ÇOCUKLA TATİL yapmanın aslında en önemli püf noktası “RAHAT OLMAK”. Çünkü yanına ne alırsan al, ne kadar çok detayı düşünmüş olursan ol, ne kadar planlı programlı olursan ol; aksiliğin çıkası varsa önüne geçemiyorsun… Ya tam “her şey tamam” derken bebek kusuyor; ya tamam artık yola çıkabiliriz derken uupppsss bir yerden buram buram koku geliyor, olmadı biri 2 yaş krizinde yerde tepiniyor… Bir şeyler sürekli oluyor da oluyor… Aksilikler olunca da boğazın gerim gerim geriliyor, elindeki valizi bir kenara atıp, dünyaya küsesin geliyor. Senin gelmiyor mu? Valla süpersin. Ben kaç kere boğazımı biri sıkıyor hissiyle bir iki dakika nefes alamadım.

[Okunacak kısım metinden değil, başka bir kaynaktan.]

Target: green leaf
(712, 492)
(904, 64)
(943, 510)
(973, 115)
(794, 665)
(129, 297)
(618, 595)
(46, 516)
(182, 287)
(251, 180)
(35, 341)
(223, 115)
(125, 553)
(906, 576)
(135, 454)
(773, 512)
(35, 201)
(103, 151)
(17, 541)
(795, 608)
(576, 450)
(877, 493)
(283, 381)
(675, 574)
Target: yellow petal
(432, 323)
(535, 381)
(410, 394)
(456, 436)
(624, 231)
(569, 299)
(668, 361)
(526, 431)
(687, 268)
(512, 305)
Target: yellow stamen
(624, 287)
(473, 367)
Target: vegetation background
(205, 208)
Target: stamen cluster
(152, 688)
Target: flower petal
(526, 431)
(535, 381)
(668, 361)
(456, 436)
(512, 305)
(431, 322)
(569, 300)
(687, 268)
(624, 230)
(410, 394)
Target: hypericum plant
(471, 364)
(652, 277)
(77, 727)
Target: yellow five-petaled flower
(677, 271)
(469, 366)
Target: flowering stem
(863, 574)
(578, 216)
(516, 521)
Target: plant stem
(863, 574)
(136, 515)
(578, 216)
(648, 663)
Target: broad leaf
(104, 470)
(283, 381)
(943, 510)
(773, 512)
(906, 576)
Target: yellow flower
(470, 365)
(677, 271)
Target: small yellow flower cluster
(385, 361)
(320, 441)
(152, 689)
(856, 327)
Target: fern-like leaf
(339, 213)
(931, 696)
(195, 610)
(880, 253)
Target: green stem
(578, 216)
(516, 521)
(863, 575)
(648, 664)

Ama duuur… Sakın pes etme. Deriiiin bir nefes al. Sakin ol, tüm bunlar geçecek ve sen kısa bir süre sonra belki bir köy odasında, belki bir deniz kenarında, belki bir göl kıyısında ayaklarını uzatıyor olacaksın. Derin bir nefes al ve ver… Çok canın çekiyorsa Ebru Şallı gibi ses çıkararak yap bunu, hiç sakıncası yok:) “Demesi kolay” diyorsun… Hayır, hiç kolay değil, bunu en iyi bilenlerdenim. Bir çocukla aynı şey mi çok çocuk dersen…”haklısın”, aynı şey değil. Ama benim annem 40 sene önce üç çocukla dört dolmuş değiştirerek piknik yapmaya gidiyorsa, yabancılar dört çocukla fıldır fıldır geziyorsa, bizde yapabiliriz diyorum sadece! Yeter ki o gücü kendimizde bulalım. Bu yüzden diyorum ki rahat olmayı denemekten zarar gelmez. Tatilde her zamankinden rahat olmak, en çok senin işine gelir benden söylemesi!!!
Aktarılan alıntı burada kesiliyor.